Dort, in der Sommerfrische, sah es während der letzten Woche recht traurig aus – oder es kam mir jedenfalls so vor. Keine Sonne mehr. Alles fort – verschwunden. Die wenigen
zurückgebliebenen Gäste konnten mir selbstverständlich keinen Ersatz bieten – für das schöne kurze Spätsommerleben.
Ins Pflerschthal bin ich jeden Tag spaziren gegangen. Es giebt dort am Wege eine Bank, wo es sich in Gesellschaft gewiss recht stimmungsvoll plaudern liesse. Aber die Bank war leer und ich bin vorbei gegangen ohne Platz zu nehmen.

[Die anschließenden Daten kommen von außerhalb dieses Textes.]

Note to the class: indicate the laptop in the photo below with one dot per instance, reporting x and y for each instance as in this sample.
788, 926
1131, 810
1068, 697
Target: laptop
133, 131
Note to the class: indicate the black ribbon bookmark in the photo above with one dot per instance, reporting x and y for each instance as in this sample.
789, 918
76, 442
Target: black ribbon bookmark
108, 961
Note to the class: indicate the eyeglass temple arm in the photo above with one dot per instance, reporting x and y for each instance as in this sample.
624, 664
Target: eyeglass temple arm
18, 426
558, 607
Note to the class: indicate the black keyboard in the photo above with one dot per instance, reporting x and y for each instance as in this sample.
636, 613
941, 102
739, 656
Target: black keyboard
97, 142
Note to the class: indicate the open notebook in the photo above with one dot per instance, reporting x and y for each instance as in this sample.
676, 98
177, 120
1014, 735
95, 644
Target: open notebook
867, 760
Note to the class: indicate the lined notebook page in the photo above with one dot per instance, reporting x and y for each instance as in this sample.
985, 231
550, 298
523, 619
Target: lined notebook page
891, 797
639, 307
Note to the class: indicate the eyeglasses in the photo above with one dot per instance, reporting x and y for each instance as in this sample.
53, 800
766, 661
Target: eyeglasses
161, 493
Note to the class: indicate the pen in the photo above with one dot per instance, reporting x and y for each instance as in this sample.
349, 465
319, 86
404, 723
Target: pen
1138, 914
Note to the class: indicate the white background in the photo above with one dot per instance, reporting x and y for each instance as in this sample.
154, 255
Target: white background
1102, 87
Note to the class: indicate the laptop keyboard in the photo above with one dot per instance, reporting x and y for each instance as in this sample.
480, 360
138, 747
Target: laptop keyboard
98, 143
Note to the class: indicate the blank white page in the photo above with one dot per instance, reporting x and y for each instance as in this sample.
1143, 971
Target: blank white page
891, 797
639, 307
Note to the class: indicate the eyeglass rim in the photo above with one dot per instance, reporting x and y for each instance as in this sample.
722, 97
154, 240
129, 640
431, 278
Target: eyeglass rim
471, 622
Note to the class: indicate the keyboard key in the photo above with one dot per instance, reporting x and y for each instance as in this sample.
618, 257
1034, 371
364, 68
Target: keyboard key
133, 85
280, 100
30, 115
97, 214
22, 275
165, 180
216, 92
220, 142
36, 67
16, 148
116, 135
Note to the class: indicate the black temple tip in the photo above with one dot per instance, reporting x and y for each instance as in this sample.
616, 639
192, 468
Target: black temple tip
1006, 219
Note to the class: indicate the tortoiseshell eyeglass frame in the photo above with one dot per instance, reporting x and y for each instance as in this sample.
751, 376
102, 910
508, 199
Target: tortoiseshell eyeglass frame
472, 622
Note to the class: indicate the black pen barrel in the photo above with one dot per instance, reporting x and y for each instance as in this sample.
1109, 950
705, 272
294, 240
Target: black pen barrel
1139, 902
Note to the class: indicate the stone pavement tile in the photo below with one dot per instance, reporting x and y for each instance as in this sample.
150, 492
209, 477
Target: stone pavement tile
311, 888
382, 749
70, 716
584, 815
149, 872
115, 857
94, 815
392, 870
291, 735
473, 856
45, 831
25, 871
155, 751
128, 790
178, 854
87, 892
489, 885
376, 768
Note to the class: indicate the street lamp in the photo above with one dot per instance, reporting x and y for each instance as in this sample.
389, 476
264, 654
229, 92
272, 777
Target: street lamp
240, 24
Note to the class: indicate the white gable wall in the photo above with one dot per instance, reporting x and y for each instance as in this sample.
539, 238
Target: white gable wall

Auch im grossen Saal habe ich es öde und trostlos gefunden. Die Gäste,
Familie Pereira und der Professor mit Gattin, erschienen nur bei den Mahlzeiten. – Erinneren Sie die grosse, tiefe Fensternische rechts vom Eingang der Veranda? Es war so
recht eine schöne Nische. Die berauschend duftende Blumen und Pflanzen standen noch immer da. Aber sonst – wie leer – wie einsam – wie verlassen.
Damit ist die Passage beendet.